The Ministry of Health argues there is no standard partly because there is no baseline measurement for how much PFAS people might normally have in their blood.
“We have families in that district who have been exposed all their lives to it, children who’ve been exposed … we need to at least find a base level,” Russell says.
There is a baseline measure of sorts however, after a 2013 Massey University study found all 750 people it tested had low levels of PFOS in their blood.
“Then that definitely means residents who want their blood checked should … and there shouldn’t be any barriers to it,” Russell says.
Blood test barriers
The process for getting a free PFAS blood test also means having an hour-long interview with the local medical officer of health.
Russell says that was a barrier, as he had heard from one person who had gone through it who said the medical officer had spent the hour repeating Ministry of Health’s advice not to take a blood test. RNZ has spoken to that person to confirm that.
The Health Ministry said people needed to be fully informed of the limitations of the test for PFAS.
Russell says another barrier was that GPs, who can order PFAS blood tests if they think it necessary, had not all been briefed about the concerns around PFAS and the possible need for tests.
A Cabinet briefing paper on the contamination released in February said blood tests were not recommended because it could not determine the health effects but stated that GPs could offer tests if they thought it necessary.
“There is no conclusive evidence that PFOS and PFOA exposure will result in future health problems,” it says.
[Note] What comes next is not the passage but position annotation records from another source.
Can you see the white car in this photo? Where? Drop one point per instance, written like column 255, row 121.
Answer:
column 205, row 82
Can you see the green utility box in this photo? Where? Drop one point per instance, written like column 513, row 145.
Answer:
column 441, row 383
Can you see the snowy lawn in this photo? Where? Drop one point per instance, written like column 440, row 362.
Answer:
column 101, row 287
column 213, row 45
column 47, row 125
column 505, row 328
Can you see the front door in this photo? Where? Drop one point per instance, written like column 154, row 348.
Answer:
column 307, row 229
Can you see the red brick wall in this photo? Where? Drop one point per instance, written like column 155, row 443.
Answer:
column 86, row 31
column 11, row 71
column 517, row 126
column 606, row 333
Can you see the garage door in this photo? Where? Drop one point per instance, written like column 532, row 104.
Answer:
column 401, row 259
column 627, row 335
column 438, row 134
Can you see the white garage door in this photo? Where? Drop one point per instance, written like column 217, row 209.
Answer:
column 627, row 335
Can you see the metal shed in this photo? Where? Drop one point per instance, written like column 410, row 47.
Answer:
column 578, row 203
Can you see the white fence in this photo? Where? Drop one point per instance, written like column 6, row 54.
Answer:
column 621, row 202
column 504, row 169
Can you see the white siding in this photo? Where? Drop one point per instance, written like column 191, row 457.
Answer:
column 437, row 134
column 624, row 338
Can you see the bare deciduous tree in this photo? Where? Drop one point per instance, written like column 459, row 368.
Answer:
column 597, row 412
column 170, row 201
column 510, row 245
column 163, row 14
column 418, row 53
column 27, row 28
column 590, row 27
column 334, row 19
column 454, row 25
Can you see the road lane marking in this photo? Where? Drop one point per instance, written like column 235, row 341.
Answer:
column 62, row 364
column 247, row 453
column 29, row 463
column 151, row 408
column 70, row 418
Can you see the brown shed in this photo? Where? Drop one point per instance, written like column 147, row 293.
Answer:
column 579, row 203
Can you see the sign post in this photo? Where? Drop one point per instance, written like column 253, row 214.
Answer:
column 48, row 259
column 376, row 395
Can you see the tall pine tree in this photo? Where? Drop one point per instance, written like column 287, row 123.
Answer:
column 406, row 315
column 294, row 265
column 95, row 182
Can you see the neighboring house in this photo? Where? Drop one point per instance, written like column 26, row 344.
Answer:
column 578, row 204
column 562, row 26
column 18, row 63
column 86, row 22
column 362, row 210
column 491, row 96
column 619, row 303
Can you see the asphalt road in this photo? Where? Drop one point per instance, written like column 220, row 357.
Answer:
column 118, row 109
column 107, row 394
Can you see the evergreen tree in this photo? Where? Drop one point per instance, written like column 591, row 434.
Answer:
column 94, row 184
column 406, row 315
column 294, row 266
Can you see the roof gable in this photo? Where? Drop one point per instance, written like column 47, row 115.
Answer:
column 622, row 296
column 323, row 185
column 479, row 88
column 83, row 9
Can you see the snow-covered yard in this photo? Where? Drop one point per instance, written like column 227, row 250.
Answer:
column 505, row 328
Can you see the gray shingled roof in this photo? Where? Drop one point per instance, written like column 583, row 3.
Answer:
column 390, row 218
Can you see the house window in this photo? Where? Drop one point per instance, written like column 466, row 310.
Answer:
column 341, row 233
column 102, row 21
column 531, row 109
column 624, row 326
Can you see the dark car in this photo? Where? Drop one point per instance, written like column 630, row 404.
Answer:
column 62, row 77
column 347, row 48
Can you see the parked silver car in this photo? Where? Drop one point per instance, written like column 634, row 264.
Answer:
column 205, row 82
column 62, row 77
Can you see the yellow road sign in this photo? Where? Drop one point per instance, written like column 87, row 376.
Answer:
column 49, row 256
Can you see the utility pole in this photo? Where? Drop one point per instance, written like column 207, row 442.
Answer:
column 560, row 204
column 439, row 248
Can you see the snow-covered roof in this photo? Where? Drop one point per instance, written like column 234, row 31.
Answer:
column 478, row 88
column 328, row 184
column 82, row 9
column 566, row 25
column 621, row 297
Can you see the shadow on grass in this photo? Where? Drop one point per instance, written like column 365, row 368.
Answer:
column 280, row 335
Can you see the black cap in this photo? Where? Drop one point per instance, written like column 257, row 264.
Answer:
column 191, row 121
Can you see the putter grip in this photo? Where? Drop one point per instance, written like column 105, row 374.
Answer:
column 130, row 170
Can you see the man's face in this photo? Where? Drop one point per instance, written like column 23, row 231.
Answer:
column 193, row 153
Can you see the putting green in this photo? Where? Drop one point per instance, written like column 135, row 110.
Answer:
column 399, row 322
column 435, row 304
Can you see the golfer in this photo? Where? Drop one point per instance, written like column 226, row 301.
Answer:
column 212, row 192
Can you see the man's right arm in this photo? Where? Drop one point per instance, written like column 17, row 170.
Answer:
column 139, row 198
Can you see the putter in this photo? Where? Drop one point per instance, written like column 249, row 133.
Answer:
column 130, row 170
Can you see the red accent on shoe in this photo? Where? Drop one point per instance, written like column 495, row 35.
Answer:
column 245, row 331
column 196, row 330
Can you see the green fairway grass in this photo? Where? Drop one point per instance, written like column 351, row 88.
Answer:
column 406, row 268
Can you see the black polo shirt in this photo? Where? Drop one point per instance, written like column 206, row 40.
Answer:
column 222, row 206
“However, if a GP considers a blood test is necessary, for the patient’s peace of mind, this will be offered.”
Dr McElnay said the same.
“If their GP thinks that the test will help their patient, the GP can refer their patient to a laboratory to have their blood taken.”
Manawatū mayor Helen Worboys said this week she had asked the government to ensure doctors were informed.
So far only four blood tests have been done nationwide.
Some locals had told Russell they would get a blood test if there weren’t these barriers to it.
It also seemed at least in part to be question of resources, Russell says, pointing out there had now been delays in getting the results back from a second round of water testing around the area.
“There needs to be some ongoing testing to just see what possible effects there could be down the track,” he says.
Harvard Professor of Environmental Medicine Philippe Grandjean also said New Zealand’s approach to blood testing for firefighting foam contamination was deficient.
“People have the right to know how much pollution there is in their bodies,” says Grandjean, who is also chair of environmental medicine at the University of Southern Denmark and has advised top EU, UN and US authorities about PFAS chemicals.
“I must insist that it is a ‘must’ for people who have been exposed – and in this [New Zealand] case it is actually the government that has exposed the community.”
Grandjean says the approach in the US, Germany and Sweden was quite different.
In those countries, the government did offer people blood tests, then they could choose whether they wanted to hear the result or not.
“Then they would fill in a questionnaire so that this analysis could be used by the government to figure out how extensive is this exposure,” Grandjean says.
Failing to encourage blood testing acted to limit what any government could find out about the extent and seriousness of contamination, he says.
Australia also offers free blood tests to people who have potentially been affected, but the only barriers to that are a declaration for eligibility and free consultation with a GP.
Queensland lawyer Joshua Aylward – of law firm Shine, which is suing the Australian Defence Force on behalf of people in the badly contaminated town of Oakey – said New Zealanders had to push for better tests all around.
“I’d also be pushing for transparency from the NZDF,” he says.